Digital waveguide mesh

Various systems have been developed and proposed which use the concept of digital waveguides to simulate the resonant and reverberant characteristics both of room acoustics and, on a smaller scale, of instrument acoustics. Initially proposed for room models by Crawford in 1968 [Roads, 1994], digital waveguides use bidirectional delay lines (and therefore recursion) to simulate the characteristics of acoustic waveguides with considerable efficiency. A notable development in the field of room acoustics modeling was the extension of the digital waveguide into a multi-dimensional mesh. This mesh is comprised of a number of discrete digital waveguides that are interconnected using scattering junctions. In its canonical form, the delay time of the individual bidirectional delays is 1 sample. The purpose of the scattering junctions is to re-distribute the wave energy into connected delays based on the relative acoustic impedances of the incoming and outgoing waveguides. For example, in the case of a scattering junction in the centre of a room, the impedances of the outputs of all connected delays would be equal, therefore any incoming energy is equally distributed among all their inputs. By comparison, if the scattering junction is located at a very reflective surface, then there is a mismatch in the amplitudes of the waveforms that are routed to the connected delays, sending more power in some directions than others.

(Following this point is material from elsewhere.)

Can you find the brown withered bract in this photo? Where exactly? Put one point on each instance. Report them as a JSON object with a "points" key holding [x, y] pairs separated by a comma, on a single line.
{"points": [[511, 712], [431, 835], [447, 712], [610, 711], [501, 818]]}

Typically, digital waveguide meshes are arranged in a two dimensional configuration as is represented in Figure 9.150. One excellent introductory description of this system is [Duyne and III, 1993].

There are a number of problems associated with the implementation of digital waveguide meshes such as dispersion and quantization error. One particular difficulty with using the discrete rather than a continuous representation of space that occurs in the mesh is frequency-dependent differences in wave propagation speed in different directions on the mesh. This is particularly noticeable in two-dimensional meshes with square layouts as shown in Figure 9.150. In such a configuration, diagonally-travelling waves have a frequency-independent propagation speed. Low-frequency waves travelling along either of the two axes will have an identical speed to their diagonal counterparts, however, high frequency information traveling along the axes has a speed of 0.707 that of lower frequencies. This results in a distortion of the wavefront in the form of a loss of transient information in some propagation directions.

One solution to this problem is to increase the number of dimensions on the mesh. Although the system is still used to model a two-dimensional surface, it contains a larger number of axes and thus reduces differences in wave speed with direction. One example of such a system is shown in Figure 9.151 which displays a triangular mesh. Savioja [Savioja, 1999] provides an evaluation of various mesh topologies and the resulting wave speeds.

Digital waveguide meshes also suffer from cumulative quantization errors due to the multiplicity of parallel and series combinations of gain modification in the junctions. One suggested solution to this issue is the re-distribution of the error into the spatial domain. In this topology, the quantization error is traded for a much less significant dispersion error on the mesh [Duyne and III, 1993].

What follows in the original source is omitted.